A lot of parents feel quite anxious their child isn’t eating well enough or doesn’t have a good relationship with food — especially parents of fussy eaters.
Please don’t feel anxious. My new Healthy Families program is designed to help families and not to provide yet more pressure to be “perfect”, whatever that may be!
Give yourself praise for doing the best you can and recognise that we don’t live in a microcosm of our own household and everyone, including the kids, are under the influence of many other factors and situations. Hopefully I can help parents to feel empowered to know what to do, tricks and quick fixes to help them get and stay on track and generally to make healthier eating easier for the whole family.
What’s your go-to shortcut for busy parents struggling to find time to prepare healthy meals for their families?
Be prepared. If you have key foods in your pantry, fridge and freezer you can pretty much always throw together a quick meal in 20-30 minutes. Get the kids involved too – in cooking, setting the table and/or clearing up afterwards. When you do cook, make extra to eat the next night too, or to pop in freezer for another day.
And it’s OK to get takeout or to eat out on those nights when you really can’t or don’t want to cook!

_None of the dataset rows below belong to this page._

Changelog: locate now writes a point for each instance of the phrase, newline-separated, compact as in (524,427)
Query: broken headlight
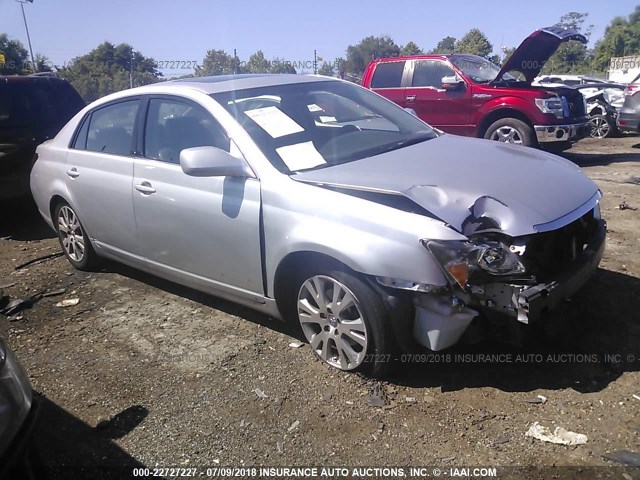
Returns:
(461,259)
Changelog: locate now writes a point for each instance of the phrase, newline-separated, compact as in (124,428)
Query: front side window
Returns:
(429,73)
(110,128)
(173,125)
(303,126)
(388,75)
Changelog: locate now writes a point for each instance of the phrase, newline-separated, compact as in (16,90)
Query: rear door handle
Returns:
(145,187)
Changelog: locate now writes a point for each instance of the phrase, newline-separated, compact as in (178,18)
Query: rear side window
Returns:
(429,73)
(387,75)
(110,129)
(173,125)
(27,103)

What are some challenges you’ve faced with feeding your own family?
I have one fairly fussy son and one who loves his food. It’s taught me that kids really are different inherently in their appetite and what they need to learn about how they eat.
Like most families my kids also love dessert, lollies and the sweet stuff, basically. That can be a battle to get them to understand why we don’t have these foods every day. A trip to the cinema is torture for me when they want to fill that giant cup with lollies!
But for the most part we manage to find a balance and my strategy of “whatever I put on the table is all they get for dinner” has mostly won. If they don’t eat it, that’s tough. There is nothing else.